Resource links provided by the National Library of Medicine


Group/Cohort
Moderna COVID-19 Vaccine in Pregnant Women
The Moderna COVID-19 Vaccine Pregnancy Registry will collect primary data from pregnant women who have received the Moderna COVID-19 vaccine and their healthcare providers (HCPs).



Primary Outcome Measures :
  1. Number of Participants Having Infants With Suspected Major and Minor Congenital Malformations [ Time Frame: Up to 1 year of infant age ]
    Major malformations are those that have significant medical, social or cosmetic consequences, and typically require surgical intervention or are life-threatening (for example, cleft lip, spina bifida).

  2. Number of Participants With Any Pregnancy Complications [ Time Frame: From end of first trimester (approximately 14 weeks) up to mid-third trimester (approximately 34 weeks) ]
    Pregnancy complications may include preeclampsia, eclampsia, pregnancy-induced hypertension, antenatal bleeding, preterm labor, gestational diabetes, dysfunctional labor, premature rupture of membranes, placenta previa, postpartum hemorrhage, small-for-gestational-age (SGA) fetus and intrauterine growth restriction (IUGR), and non-reassuring fetal status.

  3. Number of Participants With Any Pregnancy Outcomes [ Time Frame: Approximately 4 weeks after expected date of delivery (EDD) ]
    Pregnancy outcomes may include spontaneous abortions, fetal death or stillbirth, live birth, elective or therapeutic pregnancy terminations, preterm birth, ectopic pregnancies, molar pregnancies, maternal death, and COVID-19 diagnosis.
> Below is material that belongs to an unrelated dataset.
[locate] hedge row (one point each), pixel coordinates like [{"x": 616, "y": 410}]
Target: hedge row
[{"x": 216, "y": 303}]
  4. Number of Participants With Infant Outcomes [ Time Frame: Up to 1 year of infant age ]
    Infant outcomes may include minor congenital malformations, size of gestational age, low birth weight, size for age, failure to thrive, hospitalization of infants, neonatal death, perinatal death, neonatal encephalopathy, respiratory distress in the newborn, neonatal/infant infection, infant death, and infant developmental milestones.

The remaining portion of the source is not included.